The two-week-long protests by Indian farmers keep growing and gaining steam. Farmers leaders now plan to intensify the nationwide protests from this weekend by blocking national highways and toll plazas. The farmers’ main grievance is against new farm laws that they say are designed to benefit big companies that are already making billions even while the national economy flounders under the impact of India’s pathetic Covid-19 response. Now they stand to make even more money off their agriculture interests. Meanwhile, poor farmers stand to lose as deregulation will cost them guaranteed sale prices and allow large food companies to dictate the prices of their crops.
While the government claims they will let control prices remain, the truth is that many farmers were already being shortchanged by corporate customers.

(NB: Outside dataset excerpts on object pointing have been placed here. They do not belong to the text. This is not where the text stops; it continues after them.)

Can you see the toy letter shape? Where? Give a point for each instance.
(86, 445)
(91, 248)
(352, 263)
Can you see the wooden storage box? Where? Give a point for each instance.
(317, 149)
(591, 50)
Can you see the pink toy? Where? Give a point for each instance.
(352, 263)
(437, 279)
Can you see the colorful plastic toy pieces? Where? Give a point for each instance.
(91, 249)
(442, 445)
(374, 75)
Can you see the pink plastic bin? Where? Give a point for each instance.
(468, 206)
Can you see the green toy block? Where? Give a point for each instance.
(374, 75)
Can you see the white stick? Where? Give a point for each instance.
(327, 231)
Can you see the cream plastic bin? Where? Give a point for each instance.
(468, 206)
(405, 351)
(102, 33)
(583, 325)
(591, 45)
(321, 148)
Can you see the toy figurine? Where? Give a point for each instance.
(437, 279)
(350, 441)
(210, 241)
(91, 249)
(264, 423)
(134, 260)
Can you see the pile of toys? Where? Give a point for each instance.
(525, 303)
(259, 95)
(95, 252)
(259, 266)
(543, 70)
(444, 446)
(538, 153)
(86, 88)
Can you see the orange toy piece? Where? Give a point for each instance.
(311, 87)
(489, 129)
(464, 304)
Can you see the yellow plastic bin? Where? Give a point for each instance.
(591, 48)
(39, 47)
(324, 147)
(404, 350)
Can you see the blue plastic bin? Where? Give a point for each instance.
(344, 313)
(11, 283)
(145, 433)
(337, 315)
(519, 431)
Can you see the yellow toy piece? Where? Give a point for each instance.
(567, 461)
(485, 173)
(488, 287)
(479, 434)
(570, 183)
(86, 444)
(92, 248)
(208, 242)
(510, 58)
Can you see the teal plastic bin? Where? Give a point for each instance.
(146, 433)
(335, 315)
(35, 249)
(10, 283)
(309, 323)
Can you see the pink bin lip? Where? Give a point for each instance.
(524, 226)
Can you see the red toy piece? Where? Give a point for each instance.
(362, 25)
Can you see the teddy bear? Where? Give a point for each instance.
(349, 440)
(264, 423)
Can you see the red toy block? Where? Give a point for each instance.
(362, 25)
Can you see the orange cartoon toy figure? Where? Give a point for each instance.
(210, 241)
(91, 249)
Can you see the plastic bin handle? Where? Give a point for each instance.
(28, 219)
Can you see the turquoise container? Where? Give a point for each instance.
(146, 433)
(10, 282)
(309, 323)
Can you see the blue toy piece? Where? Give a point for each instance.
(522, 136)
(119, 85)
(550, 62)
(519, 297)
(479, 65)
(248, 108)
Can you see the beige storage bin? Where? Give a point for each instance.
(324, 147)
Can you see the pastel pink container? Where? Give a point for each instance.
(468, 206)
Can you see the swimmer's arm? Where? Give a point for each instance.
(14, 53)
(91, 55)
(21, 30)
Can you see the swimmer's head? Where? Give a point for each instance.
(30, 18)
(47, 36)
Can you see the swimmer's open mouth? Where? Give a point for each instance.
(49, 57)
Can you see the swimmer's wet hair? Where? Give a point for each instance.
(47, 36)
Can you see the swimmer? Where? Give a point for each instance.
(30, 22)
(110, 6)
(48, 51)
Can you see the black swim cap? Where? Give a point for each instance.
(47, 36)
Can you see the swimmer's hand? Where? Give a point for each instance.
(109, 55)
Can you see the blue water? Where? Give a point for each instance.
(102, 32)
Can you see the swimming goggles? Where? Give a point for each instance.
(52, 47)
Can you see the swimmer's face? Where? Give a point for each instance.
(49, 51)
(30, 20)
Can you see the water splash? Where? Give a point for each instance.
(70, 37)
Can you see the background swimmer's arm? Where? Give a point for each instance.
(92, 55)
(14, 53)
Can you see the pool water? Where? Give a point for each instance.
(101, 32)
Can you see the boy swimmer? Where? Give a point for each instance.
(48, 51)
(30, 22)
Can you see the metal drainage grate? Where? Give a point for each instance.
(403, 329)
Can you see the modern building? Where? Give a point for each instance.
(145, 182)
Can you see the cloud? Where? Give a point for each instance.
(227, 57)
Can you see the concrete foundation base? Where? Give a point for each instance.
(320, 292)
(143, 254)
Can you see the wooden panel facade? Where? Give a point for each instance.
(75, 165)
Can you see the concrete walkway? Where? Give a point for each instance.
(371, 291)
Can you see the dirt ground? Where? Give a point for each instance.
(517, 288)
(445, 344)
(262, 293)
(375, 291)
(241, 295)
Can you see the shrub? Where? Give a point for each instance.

Modi just formalised it. While the government claims the move is intended to increase efficiency in the agriculture sector, the problem is that those who lose or quit farming — agriculture accounts for half of India’s workforce — have no other options. They are not educated enough to find any reasonable alternative means of income, which is not to say they are making much even now. After all, that is why we regularly read about Indian farmers committing suicide due to poverty.
But these laws, like so many other controversial ones recently passed by the Modi government, involved no input from actual farmers. Yet, instead of admitting to their mistake and negotiating amendments with the farmers, India has turned its brutal law enforcers on them. Meanwhile, their internet propaganda squads are slandering their own citizens, from celebrities and activists backing the farmers, to entire ethnic groups, and even subsistence farmers. Unsurprisingly, when Canada, the UK, and others spoke out against the violence, the fascist government told them off. Meanwhile, here in Pakistan, the increasing pressure on the Indian government has caused concern in security circles, with speculation that Modi may try another false flag operation to change the news cycle.
Published in The Express Tribune, December 11th, 2020.